If it didn't, it wasn't considered extraneous, it was considered
harmful, even evil. Since St. Benedict doesn't say that things heard
from outside "can" cause great harm, but rather that they flat out do
cause it, it may be to this earlier concept that he refers.
We live in a world so flooded with media, with input, that it would astound
a person of St. Benedict's time, even one with no taste for monastic life!
Let us frankly face the fact, beloveds, that ALL of that information is not
even good, let alone useful. We are so immersed in the barrage that we have
often become indiscriminate, indifferent to it. We must develop and
hone and reclaim that skill to sift and avoid the useless or harmful.
We must be mindful and examine the amount and genuine worth of media
exposure we allow ourselves. The sky is not the limit here.

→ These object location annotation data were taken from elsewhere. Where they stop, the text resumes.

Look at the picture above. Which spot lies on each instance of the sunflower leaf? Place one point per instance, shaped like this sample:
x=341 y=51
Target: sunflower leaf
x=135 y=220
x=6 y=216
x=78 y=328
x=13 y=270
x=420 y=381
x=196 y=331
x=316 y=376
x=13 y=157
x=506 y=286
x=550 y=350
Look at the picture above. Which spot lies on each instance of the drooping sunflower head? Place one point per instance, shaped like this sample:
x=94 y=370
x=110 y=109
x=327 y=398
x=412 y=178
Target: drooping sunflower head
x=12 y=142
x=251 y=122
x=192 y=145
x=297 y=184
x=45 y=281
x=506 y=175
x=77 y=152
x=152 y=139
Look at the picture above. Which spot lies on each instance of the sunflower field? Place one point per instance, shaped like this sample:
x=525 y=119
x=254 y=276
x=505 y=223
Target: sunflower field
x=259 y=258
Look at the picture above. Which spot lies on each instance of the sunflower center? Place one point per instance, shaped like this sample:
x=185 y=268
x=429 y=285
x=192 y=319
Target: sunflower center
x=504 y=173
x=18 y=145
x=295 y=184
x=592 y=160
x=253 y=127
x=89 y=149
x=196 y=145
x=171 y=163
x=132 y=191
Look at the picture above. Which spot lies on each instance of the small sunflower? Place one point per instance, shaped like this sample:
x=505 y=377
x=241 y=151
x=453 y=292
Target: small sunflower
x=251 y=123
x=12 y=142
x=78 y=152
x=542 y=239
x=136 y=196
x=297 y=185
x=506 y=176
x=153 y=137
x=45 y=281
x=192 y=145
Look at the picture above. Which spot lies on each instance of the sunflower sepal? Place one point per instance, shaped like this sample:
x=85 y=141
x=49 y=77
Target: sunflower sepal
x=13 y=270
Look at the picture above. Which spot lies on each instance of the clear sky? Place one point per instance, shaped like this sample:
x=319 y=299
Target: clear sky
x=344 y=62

Our lives and vocations are so varied and our differences are so
wide, but our quest is the same. Somehow, each of us, in every
milieu, has to find a way to carve out a little bit of that isolation
for ourselves. I love Ann McPhillips' phrase: "gatekeepers of our
hearts." Face it, we live in an age where we can easily be in touch
with virtually everything and that is not always good for us.
It's about focus, it's about the times in one's life that one must
carve out for oneself, times in which "only one thing is needful."
When a cacophony of things become needful, purity of heart is drowned
out. Maybe we have noisy families or lives, maybe we honestly cannot
get the respite we seek. That's when we have to really struggle to
build it in our hearts, to find God, as Teresa of Avila did, among
the pots and pans.
Our hearts may, in truth, be the only monasteries we have, the only
gates we shall ever keep, but that does not matter. God knew from all
eternity exactly the environments and times in which we would have to
seek Him and He tailor-made them for us, even though in the midst of them,
that may be hard to see at the time. He knows what He is about. We
need to build that "one thing needful" as a place within us. For many
of us, that will be the only desert to which we can ever fly.
One last pointer for the news you DO watch or listen to or read: do so
with prayer, make it lead to prayer. We have become more or less
immune to horrible tragedy unfolding before us. Lose that immunity. Saying
"Tsk, tsk..." helps no one. Say a prayer, say lots of prayers for those
horror becomes the grist of news mills.